一宮浅間神社おみゆきさん(前編)

2010年4月15日午前7時30分。今日は朝から曇り空で、時折小雨がぱらついています。気温は冬に逆戻りしたかと思うような寒さです。指の先がかじかんでいます。それでも一宮町浅間神社の境内は、いつもと違う賑わいを見せていました。今日は山梨県でも随一の伝統の祭り『おみゆきさん』の日です。水防を祈願するお祭りで、御神輿には木花開耶姫命(このはなさくやひめのみこと)がお祭りされています。町内を練り歩いた後、信玄堤に向かいます。御神輿を担ぐ男衆は女の神様を恥ずかしがらせない為に、女性の着物を着て、顔に化粧を施しています。赤い長襦袢が目にも鮮やかなお祭りです。
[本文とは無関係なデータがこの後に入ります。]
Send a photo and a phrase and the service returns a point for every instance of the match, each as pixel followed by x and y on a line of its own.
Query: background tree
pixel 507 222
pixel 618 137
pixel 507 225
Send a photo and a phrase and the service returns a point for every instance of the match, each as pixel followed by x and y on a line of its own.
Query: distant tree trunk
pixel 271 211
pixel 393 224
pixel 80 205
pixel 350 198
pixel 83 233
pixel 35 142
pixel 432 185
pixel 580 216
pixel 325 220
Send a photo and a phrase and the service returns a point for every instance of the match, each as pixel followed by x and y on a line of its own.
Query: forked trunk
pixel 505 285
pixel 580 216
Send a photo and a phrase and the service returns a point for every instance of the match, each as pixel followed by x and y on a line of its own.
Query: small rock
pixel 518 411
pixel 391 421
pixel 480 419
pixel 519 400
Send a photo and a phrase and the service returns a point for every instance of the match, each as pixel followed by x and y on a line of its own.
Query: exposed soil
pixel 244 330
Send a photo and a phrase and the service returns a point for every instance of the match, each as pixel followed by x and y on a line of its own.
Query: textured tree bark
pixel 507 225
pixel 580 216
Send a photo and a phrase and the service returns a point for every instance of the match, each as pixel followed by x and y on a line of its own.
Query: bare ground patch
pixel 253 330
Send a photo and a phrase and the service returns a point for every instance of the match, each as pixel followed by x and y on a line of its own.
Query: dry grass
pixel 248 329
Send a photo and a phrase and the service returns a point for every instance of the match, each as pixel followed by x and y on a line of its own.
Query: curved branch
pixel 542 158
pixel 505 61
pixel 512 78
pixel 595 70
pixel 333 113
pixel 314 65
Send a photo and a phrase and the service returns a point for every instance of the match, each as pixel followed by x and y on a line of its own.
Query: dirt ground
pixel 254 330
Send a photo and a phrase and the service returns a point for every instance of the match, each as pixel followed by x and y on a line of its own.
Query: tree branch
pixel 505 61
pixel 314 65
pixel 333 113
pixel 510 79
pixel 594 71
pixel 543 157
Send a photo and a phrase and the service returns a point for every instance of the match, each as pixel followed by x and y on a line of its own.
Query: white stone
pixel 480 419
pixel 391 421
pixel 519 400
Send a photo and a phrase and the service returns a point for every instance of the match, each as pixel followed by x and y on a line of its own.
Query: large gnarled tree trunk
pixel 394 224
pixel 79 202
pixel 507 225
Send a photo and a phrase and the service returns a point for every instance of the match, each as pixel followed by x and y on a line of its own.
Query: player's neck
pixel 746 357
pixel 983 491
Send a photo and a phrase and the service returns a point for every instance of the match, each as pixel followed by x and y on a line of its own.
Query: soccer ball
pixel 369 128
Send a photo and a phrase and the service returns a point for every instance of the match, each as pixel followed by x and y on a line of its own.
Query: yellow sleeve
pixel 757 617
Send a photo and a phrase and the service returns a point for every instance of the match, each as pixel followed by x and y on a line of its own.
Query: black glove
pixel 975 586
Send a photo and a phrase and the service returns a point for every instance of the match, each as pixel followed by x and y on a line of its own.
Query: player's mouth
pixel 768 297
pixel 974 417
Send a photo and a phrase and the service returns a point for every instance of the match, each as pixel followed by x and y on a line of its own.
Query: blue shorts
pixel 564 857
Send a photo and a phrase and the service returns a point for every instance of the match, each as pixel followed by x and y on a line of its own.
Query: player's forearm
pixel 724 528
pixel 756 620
本殿では、神主さん、氏子さん、お祭りの関係者等が集まり、厳かに神事を執り行っています。境内にはたくさんの露店が準備を始めています。ずらりと並んだ屋台を見るとお祭りの雰囲気そのもので、気持ちが高揚してきました。境内には艶やかな着物を着流し、顔に白粉を塗った男性たちが集まってきました。今時の若者らしい髪型の青年も、着物に鉢巻姿は少し古風に見えます。いなせな祭りの心意気は、前の代からしっかりと受け継いでいるようでした。

担ぎ手達はお払いをしてもらい、いよいよ御神輿が本殿から出ました。豪華な御神輿は相当な重量がありそうです。若者達の肩にずしりと収まりました。さあ、「そっこだい!」の掛け声に合わせてステップの始まりです。土手を踏み固める意味合いを持つこの足の動きは、軽やかで力強く、皆とても良く揃っています。御神輿が揺られて鈴の音が響きます。担ぎ手達の肩にはかなりの負担がきているよう…。でもみんな、男らしい表情で耐えています。かっこいい!

御神輿は神社の鳥居をくぐり、町内を回ります。今年の当番は、神沢区と土塚区です。二つのチームが交代で担ぎます。沿道には地元の人たちが御神輿が通るのを待っています。あちこちのお家で、担ぎ手たちはお酒と肴を振舞われます。こういった場では世代を超えて話が弾みます。伝統のお祭りが、地域の絆を深める素晴らしい機会になっているのですね。小さな子を抱きかかえた親御さんが御神輿の下を潜り抜けます。こうすると「子どもが健やかに育つ」と言われているそうです。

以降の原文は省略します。